Limón and Blake: Similar ideals, hundreds of years apart

Who gets to look? Ada Limón would say that anyone who wishes to look, can, and should look. This act of looking is the primary role of a tourist, an onlooker full of interest, attention, and appreciation. Tourists travel from place to place, looking at countries, streams, oceans, castles, churches, ruins. Most importantly, tourists, whether literal or metaphorical, look at life, acknowledge life, and savor the act of being, and what has been. During her Dickinson Stellfox residency, Limón noted that she was most interested and inspired by the fact that we live, and we die. 

This same inspiration is exceedingly apparent in William Blake’s work, specifically in his poem The Fly. The speaker of the poem views the fly’s life from an outside perspective, as someone whose “Thoughtless hand/ has brushed away” (3-4) the fly; but also sees the fly from a very familiar perspective. The speaker realizes that both live and both die, making them quite similar in a very simplistic way. They take note of the little things like the fly itself, but doesnt see the fly as small. Instead the fly is viewed simply: as a living being who experiences high and low points in life just like humans do (even if its ultimate low point is being brushed away.) When viewing life in this way there is no gender, and there is no class. There is only the simple act of being alive. With no confinements or definitions, and only viewing life, being watchful, and being a tourist or watcher who thinks, lives, and is interested and appreciates their being, as well as the fly’s. “Am not I/ A fly like thee? / Or art not thou /  A man like me?” (5-8) efficiently equates man to fly, and suggests that even the “little fly” (1) is capable of this appreciation and experience of a good life, just like the speaker and just like Ada Limón’s ideas. 

Both poets share a similar appreciation for intersections between nature and mankind, as well as the simplicity in life itself. Being mindful, stopping to think, to look, to watch, or listen, was the advice of United State’s 24th poet laureate, Ada Limón. Her words, alongside Blake’s, suggest that there is a certain greatness in taking a moment to be a tourist, who is simply watching and exploring life.


2 thoughts on “Limón and Blake: Similar ideals, hundreds of years apart”

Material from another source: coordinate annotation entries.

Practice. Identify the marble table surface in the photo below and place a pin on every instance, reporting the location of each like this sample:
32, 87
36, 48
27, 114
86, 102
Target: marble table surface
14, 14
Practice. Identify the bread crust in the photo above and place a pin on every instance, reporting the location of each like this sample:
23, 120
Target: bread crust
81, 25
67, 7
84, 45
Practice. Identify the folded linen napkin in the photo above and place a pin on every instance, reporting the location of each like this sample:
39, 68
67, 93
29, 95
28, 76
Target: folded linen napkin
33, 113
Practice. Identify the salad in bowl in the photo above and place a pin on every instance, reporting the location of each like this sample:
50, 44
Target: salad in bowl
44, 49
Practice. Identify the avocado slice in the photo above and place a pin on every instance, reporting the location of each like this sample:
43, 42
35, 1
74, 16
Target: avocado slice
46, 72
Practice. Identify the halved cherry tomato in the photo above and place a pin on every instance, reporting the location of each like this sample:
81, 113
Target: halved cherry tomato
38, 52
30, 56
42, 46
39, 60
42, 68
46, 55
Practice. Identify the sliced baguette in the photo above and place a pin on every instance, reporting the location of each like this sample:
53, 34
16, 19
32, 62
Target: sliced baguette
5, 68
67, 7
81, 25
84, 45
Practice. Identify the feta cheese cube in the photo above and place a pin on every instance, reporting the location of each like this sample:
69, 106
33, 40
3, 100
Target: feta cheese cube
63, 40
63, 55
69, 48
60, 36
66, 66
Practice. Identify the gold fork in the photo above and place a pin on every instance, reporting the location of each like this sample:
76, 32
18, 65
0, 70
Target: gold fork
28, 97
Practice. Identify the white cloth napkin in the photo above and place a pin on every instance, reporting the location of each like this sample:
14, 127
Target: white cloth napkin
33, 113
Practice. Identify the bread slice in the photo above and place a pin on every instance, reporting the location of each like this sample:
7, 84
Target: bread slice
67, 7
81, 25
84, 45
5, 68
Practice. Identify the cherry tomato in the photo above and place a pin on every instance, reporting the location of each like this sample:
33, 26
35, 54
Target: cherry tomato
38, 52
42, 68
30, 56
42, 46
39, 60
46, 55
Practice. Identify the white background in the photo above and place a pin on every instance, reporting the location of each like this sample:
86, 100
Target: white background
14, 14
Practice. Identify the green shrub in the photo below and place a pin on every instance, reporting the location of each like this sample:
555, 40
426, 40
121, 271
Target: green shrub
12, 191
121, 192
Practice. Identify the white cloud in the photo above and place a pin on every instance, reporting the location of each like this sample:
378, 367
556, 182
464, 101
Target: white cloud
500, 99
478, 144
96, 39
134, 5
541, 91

  1. I really love your connection to Ada Limón’s speech; her observation of the fact we live and we die really stuck with me and I love how you implemented it. If I had to sum up your close reading / argument from this post it would be the recognition that ultimately, we all come to the same fate. I think your point about how when we observe life like this there is no gender or class is definitely correct. However, if you were to turn this into a paper I might add a section on who has the free time to be able to have these thoughts? That acknowledgment might be fruitful to a paper. Overall, great job and connections 🙂

  2. I love your points about the similarities between the two poets! I also think that their ideas about human and nature relationships are also very similar. They have many similar ideas about the value of life in all forms in nature. In “The Fly”, the lines “And the want | of death is though” is very similar to Limon’s ”give me this”, where she also questions why the speaker must hold hate in their heart for wanting a groundhog to stay away from food it needs to survive. Both poets draw our attention to the barriers behind human and nature relationships by placing us in a different lens.